Consumers Bancorp, Minerva, OH (CBKM)

A Third Case of Book-ish and 10x


If you follow Timyan Bank Alert closely, you know I'm on a roll with my last few community bank stock reviews.

Consumers National Bank is another well-run bank where you can buy shares at book value, 10x earnings, or both, and reasonably anticipate doubling your money in three or four years.

By 2024, CBKM should have a book value near $28, be earning $2.50 per share, and supporting a stock price in the low $30s.

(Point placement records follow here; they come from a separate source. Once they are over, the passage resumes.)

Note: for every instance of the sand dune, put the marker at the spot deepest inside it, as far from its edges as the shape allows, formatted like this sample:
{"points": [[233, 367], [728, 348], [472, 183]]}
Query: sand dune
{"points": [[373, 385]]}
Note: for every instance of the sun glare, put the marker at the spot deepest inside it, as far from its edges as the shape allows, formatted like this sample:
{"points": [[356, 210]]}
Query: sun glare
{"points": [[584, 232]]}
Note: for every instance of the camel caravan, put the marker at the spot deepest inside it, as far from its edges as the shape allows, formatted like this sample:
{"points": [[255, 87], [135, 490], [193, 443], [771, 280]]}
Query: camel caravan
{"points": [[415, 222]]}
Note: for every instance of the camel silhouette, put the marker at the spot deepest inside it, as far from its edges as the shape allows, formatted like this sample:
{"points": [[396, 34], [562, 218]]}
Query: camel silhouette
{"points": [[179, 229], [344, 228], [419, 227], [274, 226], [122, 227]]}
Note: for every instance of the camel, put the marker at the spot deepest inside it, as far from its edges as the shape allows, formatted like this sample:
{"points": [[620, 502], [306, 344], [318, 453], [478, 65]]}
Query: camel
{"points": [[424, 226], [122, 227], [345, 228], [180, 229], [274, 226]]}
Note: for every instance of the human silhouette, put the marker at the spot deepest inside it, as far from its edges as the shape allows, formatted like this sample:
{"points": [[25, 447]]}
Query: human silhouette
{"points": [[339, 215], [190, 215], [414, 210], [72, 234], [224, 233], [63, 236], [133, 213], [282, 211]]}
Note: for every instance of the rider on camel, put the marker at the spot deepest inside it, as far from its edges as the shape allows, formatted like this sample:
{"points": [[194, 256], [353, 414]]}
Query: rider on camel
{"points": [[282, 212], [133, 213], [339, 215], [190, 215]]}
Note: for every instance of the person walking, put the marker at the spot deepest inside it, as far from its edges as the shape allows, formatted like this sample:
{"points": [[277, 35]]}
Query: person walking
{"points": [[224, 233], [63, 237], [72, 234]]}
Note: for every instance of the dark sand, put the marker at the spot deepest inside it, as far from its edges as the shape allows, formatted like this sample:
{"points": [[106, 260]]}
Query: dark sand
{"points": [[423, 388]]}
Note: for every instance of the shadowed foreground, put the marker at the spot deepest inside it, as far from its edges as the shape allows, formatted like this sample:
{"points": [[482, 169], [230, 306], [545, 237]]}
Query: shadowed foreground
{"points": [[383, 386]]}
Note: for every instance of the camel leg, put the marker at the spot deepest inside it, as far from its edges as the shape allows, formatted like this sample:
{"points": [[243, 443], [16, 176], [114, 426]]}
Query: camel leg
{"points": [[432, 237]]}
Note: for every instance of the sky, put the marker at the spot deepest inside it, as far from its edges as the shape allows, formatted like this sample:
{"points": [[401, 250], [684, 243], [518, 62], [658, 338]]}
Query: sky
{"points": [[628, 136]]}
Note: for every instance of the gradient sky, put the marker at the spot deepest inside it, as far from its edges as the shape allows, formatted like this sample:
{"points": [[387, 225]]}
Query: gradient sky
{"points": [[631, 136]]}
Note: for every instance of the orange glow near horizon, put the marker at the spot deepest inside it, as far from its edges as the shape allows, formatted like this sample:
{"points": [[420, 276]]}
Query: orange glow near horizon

Disclosure: As of this posting, I own shares of CBKM and may subsequently either dispose of them or purchase more.


Prospective Buyers

Consumers National Bank has booked dominant share of the deposit market in eleven towns largely uncovered by these three neighboring banks.

Farmers National Banc, Canfield, OH (FMNB)
F.N.B Corp, Pittsburgh, PA (FNB)
Northwest Bancshares, Warren, PA (NWBI)

Financial Snapshot
as of 09/30/2019

Total assets:
$565M
Tangible book value per share:   
$19.30
NPAs to assets:
0.16%
Price to book:
97.9%
Market cap:
$51.9M
Dividend yield:
2.86%
Trailing 12-month ROA:
1.01%
Trailing 12-month ROE:
11.1%

The Crew

Laurie L. McClellan, Chairman
Ralph Lober II, President and CEO
James V. Hanna, Former Director, largest shareholder

The Skinny

I love America's community banks — old and new, big and small, urban and rural. I love the stories of their foundings and failings, the scoundrels and the luminaries, the communities they serve. And I love the opportunity community banks continue to spell for all of their stakeholders.

Consumers National Bank was founded in Minerva, Ohio in 1965 by the fathers of two of today's leading characters, Laurie McClellan and James Hanna. Minerva is on the edge of the Utica Shale drilling area where manufacturers Willard and Isaac Pennock patented the United States’ first steel railroad car in the nineteenth century.

From a bank stocks investment standpoint, however, I see only four particularly noteworthy characteristics of Consumers Bancorp:
  1. Credit underwriting at Consumers National Bank is so good that NPAs never even got to 2% during the Great Recession. This bank has good operators.
  2. Consumers has a low 85 bps cost of deposits — 42% of its deposits are transaction accounts.
  3. The bank holds dominant marketshare in a larger than typical number of towns. Eleven of Consumers Bancorp's soon-to-be 18 branches are the leading bank in town. 
  4. CBKM is cheap. The average bank of this size trades at 125% of book and 12x earnings, where Consumers Bancorp is trading at less than book and just 10x earnings.
One recent episode in the CBKM story gives me pause:

Consumers Bancorp has agreed to pay 129% of book value to acquire Peoples National Bank of Mount Pleasant. Peoples is the only bank in three tiny towns, but why pay a premium for someone else’s bank when you can buy back shares in your own at a discount? Especially, when your shareholders who paid $15.25 for new shares in 2013 have seen very little return.

I'm hoping the next chapter reveals that Consumers Bancorp's acquisition of Peoples National Bank was part of a strategic plan to build the bank to a level more attractive to acquisitive suitors.